Appearances Count in Depositions
Before people started wearing jeans and t-shirts to church, we used to tell people to dress for a deposition like they would for church. That may no longer be the best idea, but a witness shouldn’t wear a tie if he usually doesn’t wear a tie, but he also should not come to a deposition in his greasy work shirt.
The following are some good ideas on appearance at a deposition.
1. Be neat and clean. No matter your financial means, show up with your hair combed, your shoes shined, your clothes free of stains and your person clean, including fingernails and teeth. It’s a mark of respect.
2. Dress appropriately. Business persons generally wear suits; blue-collar workers, a shirt/blouse and pants/skirt; homemakers, PTA-meeting type outfits. Jeans are usually considered too informal for Court.
3. Dress conservatively and simply. Jurors should be interested in what you have to say, not distracted by your fashion statement. Save your wild plaids/florals, stiletto heels, cleavage-exposing, and midriff or backside-baring garments for other occasions.

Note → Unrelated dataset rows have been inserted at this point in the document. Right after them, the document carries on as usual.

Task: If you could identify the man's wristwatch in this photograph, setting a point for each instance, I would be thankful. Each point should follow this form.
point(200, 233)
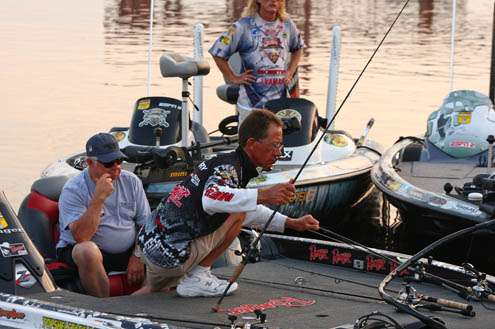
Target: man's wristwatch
point(137, 252)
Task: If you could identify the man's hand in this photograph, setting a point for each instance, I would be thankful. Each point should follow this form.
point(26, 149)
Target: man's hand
point(135, 271)
point(304, 223)
point(277, 194)
point(104, 187)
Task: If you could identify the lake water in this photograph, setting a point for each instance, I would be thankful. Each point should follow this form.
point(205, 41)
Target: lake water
point(69, 69)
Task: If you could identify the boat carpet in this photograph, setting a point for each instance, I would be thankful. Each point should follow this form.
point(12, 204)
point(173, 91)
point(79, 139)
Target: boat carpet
point(317, 302)
point(433, 176)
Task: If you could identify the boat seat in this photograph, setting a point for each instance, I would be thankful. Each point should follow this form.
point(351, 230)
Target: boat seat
point(173, 65)
point(228, 93)
point(38, 215)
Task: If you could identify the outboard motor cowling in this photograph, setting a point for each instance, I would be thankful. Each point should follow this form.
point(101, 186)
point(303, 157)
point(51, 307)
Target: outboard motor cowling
point(304, 111)
point(461, 126)
point(151, 113)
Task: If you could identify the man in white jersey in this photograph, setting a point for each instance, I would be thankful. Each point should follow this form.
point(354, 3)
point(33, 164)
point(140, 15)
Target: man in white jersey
point(270, 47)
point(101, 210)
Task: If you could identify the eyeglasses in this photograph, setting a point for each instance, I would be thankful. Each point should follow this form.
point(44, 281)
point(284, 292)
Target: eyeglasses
point(111, 163)
point(276, 146)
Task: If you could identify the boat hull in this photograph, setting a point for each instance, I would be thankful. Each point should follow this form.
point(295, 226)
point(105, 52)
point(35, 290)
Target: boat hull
point(428, 215)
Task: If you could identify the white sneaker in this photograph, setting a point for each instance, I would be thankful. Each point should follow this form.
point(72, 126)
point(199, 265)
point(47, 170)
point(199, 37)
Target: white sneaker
point(203, 284)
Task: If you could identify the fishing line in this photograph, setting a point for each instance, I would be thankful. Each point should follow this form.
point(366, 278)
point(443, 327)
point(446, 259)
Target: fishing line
point(159, 318)
point(311, 288)
point(459, 287)
point(246, 257)
point(337, 279)
point(433, 323)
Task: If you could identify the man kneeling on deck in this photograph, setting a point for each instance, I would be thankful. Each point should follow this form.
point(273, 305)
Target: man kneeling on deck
point(202, 215)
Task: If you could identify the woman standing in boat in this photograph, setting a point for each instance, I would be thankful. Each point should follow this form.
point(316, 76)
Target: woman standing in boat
point(270, 47)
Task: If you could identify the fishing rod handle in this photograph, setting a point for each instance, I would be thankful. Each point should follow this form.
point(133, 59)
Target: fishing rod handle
point(216, 308)
point(450, 303)
point(490, 297)
point(237, 272)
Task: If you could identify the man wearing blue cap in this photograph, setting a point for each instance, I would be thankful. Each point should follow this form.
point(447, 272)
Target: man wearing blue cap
point(101, 210)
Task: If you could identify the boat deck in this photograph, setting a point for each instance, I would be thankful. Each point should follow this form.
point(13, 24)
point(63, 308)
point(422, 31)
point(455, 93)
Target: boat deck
point(317, 302)
point(433, 176)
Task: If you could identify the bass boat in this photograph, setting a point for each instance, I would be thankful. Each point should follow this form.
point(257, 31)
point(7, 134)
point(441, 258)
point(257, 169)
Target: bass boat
point(444, 181)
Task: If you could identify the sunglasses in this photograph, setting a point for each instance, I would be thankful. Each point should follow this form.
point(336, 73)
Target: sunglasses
point(111, 163)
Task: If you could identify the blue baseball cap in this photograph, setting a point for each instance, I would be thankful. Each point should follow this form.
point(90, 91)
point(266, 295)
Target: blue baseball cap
point(104, 147)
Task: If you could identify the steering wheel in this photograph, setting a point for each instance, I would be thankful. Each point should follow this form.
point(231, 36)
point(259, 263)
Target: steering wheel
point(229, 126)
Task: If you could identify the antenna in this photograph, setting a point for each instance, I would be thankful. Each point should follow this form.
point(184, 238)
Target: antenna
point(150, 47)
point(333, 73)
point(452, 46)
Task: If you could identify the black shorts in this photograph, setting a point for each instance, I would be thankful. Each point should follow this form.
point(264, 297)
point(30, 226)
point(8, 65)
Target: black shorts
point(111, 262)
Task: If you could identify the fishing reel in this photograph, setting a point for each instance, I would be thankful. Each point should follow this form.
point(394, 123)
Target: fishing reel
point(481, 288)
point(250, 322)
point(250, 251)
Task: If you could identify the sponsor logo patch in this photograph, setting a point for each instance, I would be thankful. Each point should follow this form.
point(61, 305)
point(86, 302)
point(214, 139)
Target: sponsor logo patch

4. Accessorize minimally. Less is more: keep your jewelry and bling to non-showy minimum. The same goes for make-up, hair styles and nail fashions. Leave your shades in your pocket and hair out of your face; jurors need to see your face and eyes.
6. Keep your hands off yourself. Resist the temptation to run your fingers through your hair, pluck at your mustache, twiddle your earrings or pick lint off your clothes.
7. Use the Power-Sit™. Anytime you’re sitting, at deposition or trial, unless your physical condition precludes it, sit with your rear pushed into the “L” formed by the seat and seat-back, then rest your back on the seat back, and leave your arms on the arms of the chair, or
resting loosely in your lap. This will automatically give you good posture and confident bearing.
8. Maintain a serious, neutral expression on your face. Avoid extreme expressions, such
as looking wildly distraught, rolling your eyes, scowling fiercely, or flashing broad grins.
9. Keep your body language open and undefended. Don’t cross one or both of your arms over your chest, it’s read as defensiveness. Avoid slumping, slouching, twisting your body to
one side, leaning to either side, or supporting your chin with your hand, elbow on the table.
10. Engage steady eye contact with whoever’s asking you a question or speaking to you. Look away while you’re thinking if needed, but engage eye contact before speaking.